L'infezione di apparato urinario (UTI) è una causa comune della morbosità e della mortalità in adulti più anziani. Escherichia coli è uno degli agenti batterici con più alta prevalenza nelle infezioni urinarie comunità-acquistate e sanità associate in pazienti anziani. Universalmente, un aumento dello spettro esteso Beta-Lactamase (ESBL) Escherichia coli di produzione e gli isolati multi-resistenti è stato riferito. Lo scopo di questo studio era di studiare la resistenza antimicrobica di Escherichia coli uropathogenic dai pazienti anziani in un policlinico, Argentina. Durante il periodo luglio 2011-luglio 2015, un d'osservazione, studio prospettivo è stato effettuato. I pazienti oltre 70 anni con le infezioni di apparato urinario, senza cateteri urinarii e senza la settimana precedente antimicrobica di terapia prima del campionamento, erano inclusi.

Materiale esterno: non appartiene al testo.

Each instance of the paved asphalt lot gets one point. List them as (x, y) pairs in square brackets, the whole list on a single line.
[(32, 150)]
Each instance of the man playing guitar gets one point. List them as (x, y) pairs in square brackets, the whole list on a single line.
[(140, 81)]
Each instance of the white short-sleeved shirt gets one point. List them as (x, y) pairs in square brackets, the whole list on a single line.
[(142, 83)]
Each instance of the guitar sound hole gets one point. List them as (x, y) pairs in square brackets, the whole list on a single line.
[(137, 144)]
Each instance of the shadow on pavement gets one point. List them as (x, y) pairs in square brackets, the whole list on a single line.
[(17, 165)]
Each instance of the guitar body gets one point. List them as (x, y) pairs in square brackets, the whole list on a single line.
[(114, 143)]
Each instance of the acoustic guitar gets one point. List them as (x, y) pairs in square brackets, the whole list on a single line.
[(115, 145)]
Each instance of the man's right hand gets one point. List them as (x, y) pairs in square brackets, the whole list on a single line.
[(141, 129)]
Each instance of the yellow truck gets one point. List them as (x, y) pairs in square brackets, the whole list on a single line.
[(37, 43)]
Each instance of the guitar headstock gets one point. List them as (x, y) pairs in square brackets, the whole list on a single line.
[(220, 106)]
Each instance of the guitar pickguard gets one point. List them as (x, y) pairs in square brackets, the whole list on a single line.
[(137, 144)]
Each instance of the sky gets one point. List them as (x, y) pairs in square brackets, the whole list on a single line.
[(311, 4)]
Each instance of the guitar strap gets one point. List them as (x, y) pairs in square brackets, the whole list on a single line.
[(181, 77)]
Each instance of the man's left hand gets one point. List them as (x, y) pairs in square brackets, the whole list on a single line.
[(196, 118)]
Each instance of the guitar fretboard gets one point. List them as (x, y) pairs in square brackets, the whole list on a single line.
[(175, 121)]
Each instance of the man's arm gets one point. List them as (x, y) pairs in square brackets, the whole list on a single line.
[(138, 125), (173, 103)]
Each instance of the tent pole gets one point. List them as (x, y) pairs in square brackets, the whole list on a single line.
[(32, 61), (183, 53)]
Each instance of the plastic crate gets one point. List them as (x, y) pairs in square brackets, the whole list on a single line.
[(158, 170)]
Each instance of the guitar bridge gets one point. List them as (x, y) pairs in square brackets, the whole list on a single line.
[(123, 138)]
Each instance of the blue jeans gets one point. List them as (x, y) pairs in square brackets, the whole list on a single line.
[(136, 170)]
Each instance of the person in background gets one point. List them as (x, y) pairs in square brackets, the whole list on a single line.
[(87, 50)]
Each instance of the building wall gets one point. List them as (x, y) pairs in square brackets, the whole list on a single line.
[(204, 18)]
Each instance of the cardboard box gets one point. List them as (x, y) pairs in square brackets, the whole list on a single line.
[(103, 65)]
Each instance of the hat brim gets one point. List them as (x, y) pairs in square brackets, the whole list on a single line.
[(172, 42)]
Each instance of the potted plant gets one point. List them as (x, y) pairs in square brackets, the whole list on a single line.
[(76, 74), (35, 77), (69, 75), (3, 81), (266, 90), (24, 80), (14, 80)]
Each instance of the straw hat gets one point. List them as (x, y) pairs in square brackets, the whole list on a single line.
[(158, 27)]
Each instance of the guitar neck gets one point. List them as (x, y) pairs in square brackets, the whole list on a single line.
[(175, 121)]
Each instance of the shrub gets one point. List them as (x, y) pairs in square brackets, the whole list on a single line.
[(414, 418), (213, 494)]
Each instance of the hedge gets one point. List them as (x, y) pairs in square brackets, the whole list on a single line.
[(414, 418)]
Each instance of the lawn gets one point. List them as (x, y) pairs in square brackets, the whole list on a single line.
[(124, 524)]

768 isolati batterici sono stati identificati come Escherichia coli. Le resistenze ad ampicillina (80,5%), ad acido nalidixic (61,7%), a ciprofloxacina (42,8%), a TMS (37,6%), ad amoxicillina-clavulanate (28,6%), al cefazolin (21,6%), al cefuroxime (20,7%), alla gentamicina (13,8%), al cefotaxime (9,7%), alla ceftazidima (9,7%), al cefepime (8,4%), al cefoxitin (3,1%) ed al nitrofurantoin (2,3%) sono state osservate. La resistenza ai carbapenemici non è stata espressa. La produzione dei β-lactamases estesi di spettro è stata individuata (7,6%) nella comunità acquistata (96%) e la sanità ha associato gli isolati (di 4%). I fattori di rischio indipendenti per le infezioni urinarie prodotte da Escherichia coli multi-resistente erano: diabete mellito, infezioni ricorrenti, ospedalizzazione durante l'anno scorso ed esposizione ai β-lattami negli ultimi 3 mesi.

In questo studio, un'alta prevalenza della resistenza ai β-lattami come pure ad altri antimicrobici è stata osservata negli isolati di Escherichia coli dai pazienti anziani con UTI. Sulla base dei risultati di questa ricerca suggeriamo di evitare usando i quinolones o TMS per i più vecchi di 70 anni dei pazienti con almeno uno dei fattori di rischio indipendenti precedentemente citati. La rilevazione di questi sforzi rappresenta un segnale di allarme che motiva una sorveglianza continua della resistenza antimicrobica in pazienti adulti con le infezioni urinarie prodotte da Escherichia coli.